Air and Space Force’s acquisition chief appoints Rapid Capabilities Office as integrating PEO for ABMS, expanding from startup toward rapidly scaling delivery phases
Secretary of the Air Force Public Affairs
/ Published November 24, 2020
WASHINGTON (AFNS) --
Dr. Will Roper, Air Force and Space Force acquisition chief, signed a memorandum directive Nov. 24 assigning the Advanced Battle Management System delivery phases to the Department of the Air Force Rapid Capabilities Office as the integrating Program Executive Office.
Internet of military things, or “IoT.mil,” demonstrations, called Onramps, will remain under the chief architect, Preston Dunlap.
This move will place one of the Department of the Air Force’s top modernization priorities under an office with demonstrated ability to mature, integrate and field complex capabilities rapidly, such as the X-37B spaceplane, B-21 bomber and classified systems. The RCO will add its execution expertise to the chief architect’s accomplishments in rapid development and demonstration.

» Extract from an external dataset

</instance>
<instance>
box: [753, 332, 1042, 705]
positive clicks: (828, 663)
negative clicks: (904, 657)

“We have worked earnestly for a year and half to demonstrate data-centric, internet-enabled warfighting constructs. I have witnessed the birth of ‘IoT.mil’ capabilities in ABMS demonstrations,” Roper said. “We are no longer asking if we can build an ‘IoT.mil.’ We have graduated to how and when, to warfighters ready to field and train. Consequently, ABMS is graduating to its next phase with demonstrations run by our chief architect and fielding by our integrating PEO.”
The reorganization takes place immediately. The RCO will be responsible for the ABMS acquisition strategy and integrating all ABMS capabilities for delivery to operational users.
“It’s time to move from start-up to scale-up on ABMS. Given the rapid nature of development and the span across the Air Force and Space Force, the RCO is the right place to integrate the development of ABMS products at scale,” Dunlap said. “This is a necessary move to allow one high-performance team to focus on setting the architecture while another focuses on execution and fielding.”
The RCO has routinely been the department’s “go-to” for top-priority acquisitions; it is designed to expedite development and fielding of capabilities and leverages defense-wide technology development and existing operational capabilities to support immediate and near-term warfighter needs.
“ABMS is a challenge unlike any other in the Department of Defense. Both cross-cutting and continually-adapting capabilities challenge the stove-piped acquisition system: an ‘IoT.mil’ must be both,” Roper said. “Working with our chief architect, I am confident the RCO will take our present software momentum to the next level.”